Now, for what I really wanted to talk about. I know I’ve mentioned writing a business plan to you guys already. I’m still not ready to talk about the specific details of the business I am currently planning yet (don’t you worry your pretty little heads – when I’m ready, I’ll be shouting it from rooftops and shamelessly promoting it). Some of you who know me already know what I’m doing and most of you have been supremely supportive and I can’t even tell you how much that means to me.
But, as always, I have managed to get into my own head about all of this and freak myself out. When I first came up with the idea, I was completely obsessed with it. It’s all I thought about, read about, and sometimes talked about. I started writing the business plan and felt awesome about it. But then something happened in my brain and all of the what-ifs started popping up and scaring the crap out of me. I started thinking that I was romanticizing the entire idea in my head and that it was going to be way more work than I was admitting to myself. I nearly ditched the idea all together.
I talked to JW about it and he said that if my heart wasn’t really in it then he wouldn’t try to stop me from letting it go. But he added that he’d hate to see me throw away a really good idea just because I got cold feet over what-ifs. I had a lot of soul-searching and thinking to do. I have been making some sweeping changes to my life lately and gotten serious about some goals. And this is one of them. I decided I need to move forward. My little brother told me he was happy that I’m not letting it go because he tends to change his mind a lot (we’re a lot alike) and it makes him glad to see me not giving up. My BFF told me not to quit too.
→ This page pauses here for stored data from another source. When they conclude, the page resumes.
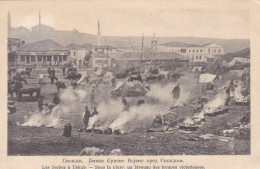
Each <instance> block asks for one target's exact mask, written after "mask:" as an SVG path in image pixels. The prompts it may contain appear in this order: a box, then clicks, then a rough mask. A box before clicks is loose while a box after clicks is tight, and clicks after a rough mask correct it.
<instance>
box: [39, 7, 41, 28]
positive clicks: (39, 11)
mask: <svg viewBox="0 0 260 169" xmlns="http://www.w3.org/2000/svg"><path fill="white" fill-rule="evenodd" d="M39 32H41V11H39Z"/></svg>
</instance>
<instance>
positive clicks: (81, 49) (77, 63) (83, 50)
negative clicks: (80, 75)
mask: <svg viewBox="0 0 260 169" xmlns="http://www.w3.org/2000/svg"><path fill="white" fill-rule="evenodd" d="M87 52H88V50H86V49H70V55H69V56H68V57H69V58H68V59H69V61H72V62H73V63H75V64H76V65H77V66H78V67H81V66H83V65H84V60H85V56H86V54H87Z"/></svg>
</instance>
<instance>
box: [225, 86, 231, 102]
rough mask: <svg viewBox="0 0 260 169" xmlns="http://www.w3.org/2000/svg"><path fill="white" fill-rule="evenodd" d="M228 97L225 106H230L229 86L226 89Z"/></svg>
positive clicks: (229, 86) (229, 87) (226, 94)
mask: <svg viewBox="0 0 260 169" xmlns="http://www.w3.org/2000/svg"><path fill="white" fill-rule="evenodd" d="M226 95H227V100H226V103H225V105H226V106H228V105H229V103H230V86H228V87H227V89H226Z"/></svg>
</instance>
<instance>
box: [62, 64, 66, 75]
mask: <svg viewBox="0 0 260 169" xmlns="http://www.w3.org/2000/svg"><path fill="white" fill-rule="evenodd" d="M65 72H66V67H65V65H63V66H62V73H63V76H65Z"/></svg>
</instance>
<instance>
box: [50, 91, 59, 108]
mask: <svg viewBox="0 0 260 169" xmlns="http://www.w3.org/2000/svg"><path fill="white" fill-rule="evenodd" d="M52 103H53V104H55V105H57V104H60V98H59V96H58V94H57V93H55V94H54V97H53V99H52Z"/></svg>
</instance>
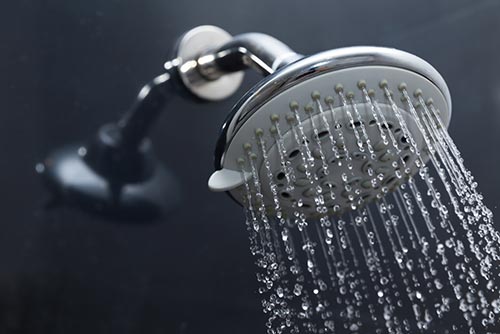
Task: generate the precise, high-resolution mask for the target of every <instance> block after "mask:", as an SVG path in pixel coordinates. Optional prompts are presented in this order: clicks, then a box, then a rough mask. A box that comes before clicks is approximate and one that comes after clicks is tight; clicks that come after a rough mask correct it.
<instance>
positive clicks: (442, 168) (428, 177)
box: [238, 84, 500, 334]
mask: <svg viewBox="0 0 500 334" xmlns="http://www.w3.org/2000/svg"><path fill="white" fill-rule="evenodd" d="M332 95H336V96H337V97H338V98H339V103H340V105H339V106H340V107H339V108H342V110H343V115H344V119H345V120H346V122H344V123H343V122H342V118H341V117H340V118H339V116H338V115H337V114H336V113H335V112H334V98H333V97H331V96H329V97H327V98H326V99H325V101H324V103H325V104H324V105H323V104H322V103H321V99H320V95H319V93H317V92H313V94H312V101H311V103H310V104H308V105H306V107H305V110H301V108H299V105H298V103H297V102H292V103H291V104H290V111H291V112H290V113H289V114H288V115H287V117H286V123H284V122H283V121H284V120H280V117H279V116H278V115H273V116H272V117H271V125H272V126H271V128H270V130H269V133H270V136H266V135H265V130H263V129H256V131H255V143H253V144H246V145H245V147H244V151H245V156H244V157H242V158H240V159H239V160H238V163H239V166H240V168H241V172H242V173H243V174H242V175H243V176H244V175H248V174H250V175H251V178H250V179H248V180H247V181H245V183H244V185H243V186H242V187H241V192H242V194H241V196H242V198H244V202H245V216H246V224H247V230H248V232H249V239H250V249H251V252H252V254H253V255H254V256H255V259H256V264H257V278H258V281H259V282H260V284H261V286H260V288H259V293H260V294H261V295H262V306H263V309H264V312H265V313H266V315H267V318H268V320H267V322H266V329H267V333H268V334H281V333H352V334H354V333H452V332H457V333H469V334H470V333H488V332H491V333H494V332H500V323H499V314H500V298H499V297H500V296H499V288H498V280H499V273H500V271H499V269H498V268H499V266H498V261H499V260H500V253H499V251H500V250H499V247H500V233H499V232H498V231H497V230H496V229H495V227H494V223H493V216H492V213H491V211H490V210H489V209H488V208H487V207H486V206H485V204H484V202H483V197H482V195H481V194H480V193H479V191H478V185H477V182H476V181H475V180H474V177H473V175H472V173H471V172H470V171H469V170H468V169H467V168H466V166H465V162H464V159H463V158H462V155H461V154H460V151H459V150H458V148H457V146H456V145H455V143H454V142H453V139H452V138H451V137H450V135H449V134H448V132H447V130H446V127H445V126H444V124H443V123H442V120H441V118H440V116H439V114H440V111H439V110H437V109H436V107H435V106H434V105H433V102H432V101H431V100H428V101H425V99H424V96H423V93H422V92H420V91H416V92H415V94H414V96H413V97H412V96H411V95H410V93H409V92H408V91H407V88H406V86H402V87H401V90H400V92H399V95H400V96H399V98H402V101H404V103H405V104H406V105H405V108H404V109H403V108H401V106H400V105H399V106H398V104H397V103H396V97H395V94H394V92H391V91H390V90H389V89H388V87H387V86H383V87H382V94H380V96H375V93H374V91H372V90H369V89H367V88H366V85H364V84H363V85H360V86H359V96H360V98H359V99H358V100H356V98H355V95H354V94H353V93H347V94H346V93H344V91H343V89H342V87H341V86H337V87H336V89H335V90H334V91H332ZM383 106H388V107H389V108H390V110H392V115H393V116H392V118H391V120H389V119H388V116H387V115H388V114H387V112H386V111H384V109H383ZM361 108H366V110H367V112H366V113H363V112H362V110H361ZM367 115H368V116H367ZM408 117H411V118H412V119H413V120H414V122H413V123H412V124H408V123H407V119H408ZM415 129H416V130H415ZM415 131H418V133H419V134H418V135H419V136H420V137H421V138H423V144H422V145H419V142H418V139H417V137H416V132H415ZM309 132H310V133H309ZM287 133H289V134H290V136H291V138H292V141H293V142H294V145H295V147H297V150H298V151H297V153H295V154H290V152H289V150H288V148H287V146H286V145H287V143H286V139H285V138H286V134H287ZM374 133H375V134H374ZM348 136H351V137H352V138H353V140H352V142H353V143H354V144H353V145H351V146H350V145H349V143H348V142H349V141H348V140H347V137H348ZM266 138H267V139H266ZM269 138H271V139H272V140H270V139H269ZM271 146H275V147H276V151H275V152H276V153H275V154H276V155H277V157H276V159H274V157H271V156H269V148H270V147H271ZM383 154H388V155H389V156H394V158H393V160H391V161H390V162H389V163H390V164H391V166H392V168H393V169H392V170H390V171H387V170H383V171H382V172H380V171H377V170H376V168H374V167H372V166H375V165H376V162H377V161H378V159H381V157H382V156H383ZM408 154H410V155H411V156H413V157H415V158H414V160H413V161H410V160H409V159H407V155H408ZM295 156H296V157H295ZM259 159H260V160H261V161H262V166H260V165H259V164H257V161H260V160H259ZM292 159H299V160H298V161H299V162H300V168H299V167H297V169H298V170H299V171H297V170H295V168H294V167H293V166H294V165H293V164H292V163H291V160H292ZM353 159H363V162H364V163H365V165H366V166H368V167H367V168H366V170H365V175H364V177H365V178H366V177H368V181H369V182H368V183H366V184H365V183H362V182H361V181H360V180H361V177H360V175H359V171H358V170H356V169H355V168H353ZM276 160H277V161H279V163H278V164H276V163H274V164H273V161H276ZM300 171H302V172H303V175H304V177H302V176H301V175H298V174H300V173H301V172H300ZM276 173H281V177H278V178H277V176H276V175H277V174H276ZM335 173H340V180H341V181H340V183H341V184H334V183H333V182H328V180H329V178H330V177H331V176H332V174H335ZM391 176H392V178H391ZM244 179H246V178H244ZM325 180H327V182H325ZM388 180H390V181H391V182H392V180H395V181H394V183H390V182H388ZM299 182H302V184H301V186H303V185H304V184H306V185H307V187H309V189H310V190H309V192H307V193H306V192H304V196H305V197H300V198H292V199H289V198H285V197H284V196H283V195H282V193H283V191H284V190H285V191H287V192H286V194H287V196H289V194H290V193H292V192H293V191H294V190H297V189H296V188H297V187H298V185H299ZM339 188H340V189H339ZM366 188H369V189H379V191H378V193H377V196H376V197H375V198H369V197H368V196H363V191H365V190H366ZM266 194H270V195H267V196H268V197H271V198H266ZM339 196H340V197H343V198H345V199H346V200H347V201H348V203H349V204H348V209H347V210H346V209H343V208H341V207H340V205H338V203H337V201H338V199H339ZM306 197H308V198H312V200H313V202H312V206H313V209H314V214H310V212H309V211H306V210H305V209H306V208H308V209H311V208H310V206H311V204H308V203H309V202H307V201H306V200H305V198H306ZM285 202H286V203H285ZM287 203H288V204H289V203H291V205H288V204H287ZM285 204H286V205H285ZM289 207H291V209H289Z"/></svg>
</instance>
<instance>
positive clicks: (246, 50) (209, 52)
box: [117, 27, 303, 149]
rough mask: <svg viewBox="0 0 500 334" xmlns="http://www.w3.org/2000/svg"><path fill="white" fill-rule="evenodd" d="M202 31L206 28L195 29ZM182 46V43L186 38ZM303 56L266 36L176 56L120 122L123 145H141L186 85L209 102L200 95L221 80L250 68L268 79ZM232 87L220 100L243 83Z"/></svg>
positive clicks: (271, 37)
mask: <svg viewBox="0 0 500 334" xmlns="http://www.w3.org/2000/svg"><path fill="white" fill-rule="evenodd" d="M199 28H202V27H198V28H195V29H199ZM187 35H188V34H185V35H184V36H187ZM179 44H182V38H181V42H179ZM180 52H182V50H178V52H177V53H178V54H179V53H180ZM302 57H303V56H302V55H300V54H298V53H296V52H294V51H293V50H292V49H290V48H289V47H288V46H287V45H286V44H284V43H282V42H281V41H279V40H277V39H276V38H274V37H271V36H269V35H266V34H262V33H246V34H241V35H237V36H234V37H232V38H231V39H230V40H229V41H228V42H226V43H225V44H223V45H222V46H219V47H217V48H216V49H209V50H208V51H204V52H202V53H201V54H200V55H199V56H198V57H196V58H194V59H187V60H184V59H182V58H181V57H176V58H174V59H173V60H171V61H168V62H166V63H165V64H164V68H165V70H166V72H165V73H164V74H162V75H160V76H158V77H156V78H155V79H154V80H153V81H151V82H150V83H149V84H147V85H146V86H144V87H143V88H142V89H141V91H140V93H139V95H138V97H137V100H136V102H135V104H134V105H133V107H132V109H131V110H129V112H127V113H126V114H125V115H124V116H123V117H122V118H121V119H120V120H119V121H118V122H117V126H118V129H119V130H120V137H121V138H122V140H123V144H125V146H126V148H127V149H129V148H133V147H137V146H138V145H140V143H141V141H142V140H143V139H144V138H145V137H146V135H147V133H148V131H149V129H150V127H151V125H152V124H153V123H154V121H155V120H156V119H157V117H158V115H159V113H160V112H161V110H162V107H163V106H164V105H165V104H166V103H167V102H168V100H169V99H170V97H171V96H172V95H175V93H176V90H177V91H178V88H179V86H184V87H185V88H187V89H188V90H189V91H190V92H191V93H193V94H194V95H196V96H198V97H199V98H201V99H203V100H208V99H212V98H211V97H208V96H204V95H200V94H198V92H199V91H200V90H201V91H203V90H204V87H205V86H206V85H207V84H209V83H214V82H216V81H219V80H220V79H221V78H222V77H227V76H228V75H229V74H232V73H236V72H240V71H243V70H246V69H254V70H256V71H257V72H258V73H260V74H262V75H264V76H267V75H270V74H272V73H274V72H275V71H276V70H277V69H279V68H281V67H283V66H285V65H288V64H290V63H292V62H294V61H296V60H298V59H300V58H302ZM177 76H178V78H177V79H179V78H180V79H181V81H182V83H181V84H180V85H179V84H176V83H175V82H172V80H173V79H174V78H175V77H177ZM174 81H175V80H174ZM230 84H233V86H232V87H228V85H220V87H219V89H221V90H224V89H227V94H224V96H223V97H221V98H217V100H220V99H223V98H226V97H228V96H230V95H232V94H233V92H234V91H235V89H237V88H238V87H239V85H240V84H241V80H239V82H230Z"/></svg>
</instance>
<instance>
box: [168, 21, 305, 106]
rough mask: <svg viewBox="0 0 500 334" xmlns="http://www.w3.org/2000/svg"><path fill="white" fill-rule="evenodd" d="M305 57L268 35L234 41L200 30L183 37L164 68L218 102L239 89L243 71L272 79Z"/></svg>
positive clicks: (206, 95)
mask: <svg viewBox="0 0 500 334" xmlns="http://www.w3.org/2000/svg"><path fill="white" fill-rule="evenodd" d="M302 57H303V56H302V55H300V54H297V53H296V52H294V51H293V50H292V49H290V48H289V47H288V46H287V45H285V44H284V43H282V42H280V41H279V40H277V39H275V38H274V37H271V36H269V35H265V34H261V33H247V34H242V35H238V36H235V37H231V35H229V33H227V32H226V31H224V30H222V29H220V28H218V27H215V26H199V27H196V28H193V29H191V30H190V31H188V32H187V33H185V34H184V35H183V36H182V37H181V39H180V41H179V43H178V46H177V52H176V57H175V58H174V59H173V60H171V61H169V62H167V63H165V66H164V67H165V69H167V70H170V69H171V68H173V67H177V69H178V72H179V76H180V78H181V80H182V82H183V84H184V85H185V86H186V88H188V89H189V90H190V91H191V92H192V93H193V94H194V95H196V96H198V97H200V98H202V99H205V100H209V101H218V100H222V99H225V98H227V97H229V96H231V95H232V94H234V92H235V91H236V90H237V89H238V88H239V86H240V84H241V82H242V80H243V72H242V71H243V70H246V69H248V68H252V69H255V70H256V71H258V72H260V73H261V74H263V75H269V74H272V73H274V72H275V71H276V70H277V69H279V68H281V67H283V66H286V65H288V64H290V63H292V62H294V61H296V60H298V59H300V58H302Z"/></svg>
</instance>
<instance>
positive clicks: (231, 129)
mask: <svg viewBox="0 0 500 334" xmlns="http://www.w3.org/2000/svg"><path fill="white" fill-rule="evenodd" d="M370 65H372V66H374V65H378V66H390V67H397V68H402V69H405V70H409V71H412V72H415V73H417V74H419V75H422V76H423V77H425V78H426V79H428V80H430V81H431V82H432V83H434V85H436V87H437V88H438V89H439V90H440V91H441V93H442V94H443V96H444V97H445V100H446V102H447V107H448V110H449V114H450V116H451V96H450V92H449V90H448V87H447V85H446V82H445V81H444V79H443V77H442V76H441V75H440V74H439V72H437V71H436V70H435V69H434V68H433V67H432V66H431V65H430V64H429V63H427V62H426V61H424V60H423V59H421V58H419V57H417V56H415V55H412V54H410V53H407V52H404V51H400V50H397V49H391V48H383V47H370V46H359V47H348V48H340V49H334V50H329V51H325V52H321V53H318V54H316V55H313V56H310V57H306V58H303V59H301V60H299V61H297V62H295V63H293V64H290V65H289V66H287V67H285V68H283V69H282V70H280V71H278V72H276V73H275V74H274V75H272V76H270V77H268V78H267V79H266V80H265V81H262V82H261V83H260V84H259V85H258V86H256V87H254V88H253V89H252V90H250V91H249V92H248V93H247V94H246V95H245V96H244V97H243V98H242V99H241V100H240V102H239V103H238V104H237V105H236V106H235V107H234V108H233V111H232V114H231V116H230V117H229V119H228V121H227V122H226V123H225V124H224V126H223V129H222V133H221V136H220V138H219V142H218V144H217V149H216V153H215V164H216V166H215V167H216V169H220V167H221V165H222V161H221V160H222V158H223V154H224V152H225V150H226V149H227V147H228V146H229V143H230V142H231V140H232V138H233V135H234V133H236V132H237V131H238V129H239V128H240V127H241V126H242V125H243V124H244V123H245V121H246V120H248V118H250V117H251V116H252V115H253V113H255V112H257V111H258V110H259V108H260V107H261V106H262V105H263V104H265V103H266V102H267V101H269V100H270V99H272V98H273V97H275V96H277V95H278V94H280V93H281V92H283V91H285V90H287V89H289V88H290V87H293V86H294V85H297V84H299V83H301V82H304V81H306V80H309V79H311V78H313V77H315V76H318V75H321V74H324V73H328V72H333V71H337V70H340V69H345V68H353V67H359V66H370Z"/></svg>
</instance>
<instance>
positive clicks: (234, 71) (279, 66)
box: [197, 33, 303, 80]
mask: <svg viewBox="0 0 500 334" xmlns="http://www.w3.org/2000/svg"><path fill="white" fill-rule="evenodd" d="M302 57H303V55H301V54H298V53H296V52H295V51H293V50H292V49H291V48H290V47H288V46H287V45H286V44H284V43H283V42H281V41H279V40H277V39H276V38H274V37H271V36H269V35H266V34H261V33H247V34H242V35H237V36H235V37H233V38H232V39H231V40H230V41H229V42H227V43H226V44H224V45H222V46H221V47H219V48H217V49H216V50H214V51H209V52H208V53H206V54H203V55H202V56H200V57H199V58H198V59H197V65H198V66H197V69H198V71H199V72H200V74H201V75H202V76H203V77H204V78H206V79H208V80H216V79H218V78H220V77H221V76H223V75H225V74H228V73H234V72H238V71H241V70H245V69H247V68H253V69H255V70H256V71H258V72H259V73H261V74H263V75H264V76H267V75H269V74H272V73H274V72H275V71H276V70H277V69H279V68H281V67H283V66H285V65H288V64H290V63H292V62H294V61H296V60H298V59H300V58H302Z"/></svg>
I am still scared about a lot of things. I’m scared of the debt that will be associated with this venture (although startup costs for this particular business aren’t as overwhelming as some) and I’m scared of all of the unknowns. I feel like I want someone to hold my hand and tell me what do do next. I’m scared of actually acquiring the financing for it (because if I actually do all the work and start planning for it only to get told no, I’ll be heart-broken). There is a lot I be scared about.
But there is also a lot to be over-the-moon excited for. All of the what-ifs that have been popping into my head are scary. What if I can’t get financed? What if business is slow? What if I fail? But there are awesome what-ifs too. What if this is my dream job? What if I am a run-away success? What if this could be the most rewarding experience ever?
Here’s the thing: I really believe that we can make this a success. I am under no delusions that it won’t be hard work. I’m even anticipating it to be harder than I am aware of at this point. But I also think that if I am able to make it a success, it will be one of the most rewarding experiences of my life. And how can I turn down a chance like that? And really, how many things that are really worth doing aren’t just a little scary?